--- Quote Start ---
Based on your log, 309 RAMs are being used by the BSP, 103 are being used by the channel, and 643 and 83 RAMs for two memory loads.
You cannot change or reduce the amount used by the BSP.
The channel depth you have requested in zero, but the compiler has decided that a depth of 4096 is better for you, hence the high RAM requirement. Channel depth is one of the things that the compiler regularly overestimates, yet there is no way to override it by the user.

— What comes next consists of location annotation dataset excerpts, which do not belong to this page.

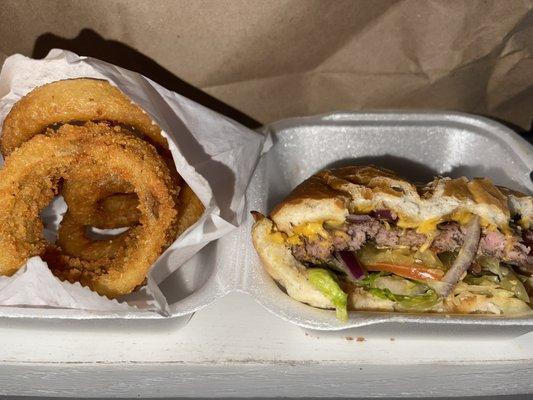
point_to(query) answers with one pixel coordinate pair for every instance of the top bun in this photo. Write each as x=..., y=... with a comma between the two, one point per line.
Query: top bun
x=331, y=195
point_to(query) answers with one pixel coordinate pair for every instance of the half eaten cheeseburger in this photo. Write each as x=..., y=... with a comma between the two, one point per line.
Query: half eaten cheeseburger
x=361, y=238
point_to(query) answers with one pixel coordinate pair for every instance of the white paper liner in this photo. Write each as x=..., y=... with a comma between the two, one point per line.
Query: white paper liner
x=215, y=156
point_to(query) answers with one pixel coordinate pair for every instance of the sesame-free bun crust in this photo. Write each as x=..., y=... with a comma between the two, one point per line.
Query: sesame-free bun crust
x=333, y=194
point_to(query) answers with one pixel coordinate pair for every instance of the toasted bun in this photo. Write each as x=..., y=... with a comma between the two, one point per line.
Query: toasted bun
x=292, y=275
x=284, y=268
x=333, y=194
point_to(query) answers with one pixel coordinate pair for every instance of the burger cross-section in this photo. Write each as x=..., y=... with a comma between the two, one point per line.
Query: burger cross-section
x=362, y=238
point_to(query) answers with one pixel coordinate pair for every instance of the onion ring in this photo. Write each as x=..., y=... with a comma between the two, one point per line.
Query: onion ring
x=74, y=241
x=30, y=179
x=99, y=198
x=74, y=100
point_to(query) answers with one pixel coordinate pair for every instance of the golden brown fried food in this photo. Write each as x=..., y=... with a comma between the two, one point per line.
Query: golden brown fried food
x=99, y=198
x=74, y=100
x=30, y=179
x=74, y=241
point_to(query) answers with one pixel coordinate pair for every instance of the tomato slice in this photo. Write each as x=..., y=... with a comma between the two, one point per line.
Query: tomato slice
x=418, y=273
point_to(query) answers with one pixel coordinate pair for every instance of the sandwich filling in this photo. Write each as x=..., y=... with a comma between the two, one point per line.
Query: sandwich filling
x=408, y=267
x=366, y=239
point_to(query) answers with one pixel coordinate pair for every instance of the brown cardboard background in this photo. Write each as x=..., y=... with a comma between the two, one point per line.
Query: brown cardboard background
x=278, y=59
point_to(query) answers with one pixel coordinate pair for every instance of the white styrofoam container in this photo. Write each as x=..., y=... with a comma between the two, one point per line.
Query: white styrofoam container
x=419, y=145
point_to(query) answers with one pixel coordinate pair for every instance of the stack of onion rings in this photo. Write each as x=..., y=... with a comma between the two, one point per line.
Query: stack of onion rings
x=109, y=176
x=30, y=179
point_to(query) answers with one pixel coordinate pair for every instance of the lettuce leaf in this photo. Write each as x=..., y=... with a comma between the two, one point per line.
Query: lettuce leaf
x=324, y=281
x=421, y=302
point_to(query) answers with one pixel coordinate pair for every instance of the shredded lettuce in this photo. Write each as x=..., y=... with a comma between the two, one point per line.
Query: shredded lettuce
x=370, y=279
x=503, y=277
x=422, y=302
x=326, y=282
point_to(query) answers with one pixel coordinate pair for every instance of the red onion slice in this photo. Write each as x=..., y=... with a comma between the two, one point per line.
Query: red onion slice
x=464, y=259
x=354, y=270
x=358, y=218
x=527, y=238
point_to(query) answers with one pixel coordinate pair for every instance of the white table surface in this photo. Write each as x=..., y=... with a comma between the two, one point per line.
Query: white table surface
x=236, y=348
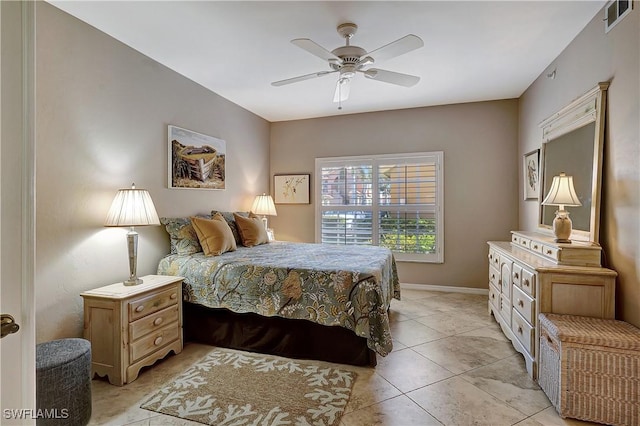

The RAMs used for the external memory loads are mostly used for the private cache. You can reduce this amount by adding the "volatile" tag to your __global "coef" buffer. The cache can help a lot if your code does a lot of repeated accesses, but if it doesn't, the cache will be useless and just waste RAMs. There will still be some RAMs used for the access even with volatile tag, and that is because the compiler tries to hide the latency of the memory accesses by putting buffers between the kernel and the memory interface.
--- Quote End ---
channel channel_vec coef_ch __attribute__((depth(0)));
typdef struct{
float data
} vector_line;
typdef struct{
vector_line lane
} channel_vec;
__kernel
void ReadBlock(
uchar dim1,
uchar dim2,
// Data
__global volatile channel_vec *restrict coef)
{
int loc_x = get_local_id(0);
int loc_y = get_local_id(1);
int loc_z = get_local_id(2);
int block_x = get_group_id(0);
int block_y = get_group_id(1);
int block_z = get_group_id(2);
channel_vec coeft_ch_vec;
coef_ch_vec = coef;
write_channel_altera(coef_ch, coef_ch_vec);
I added 'volatile' to this code, but there are no effect for RAMs usage. Is it possible ?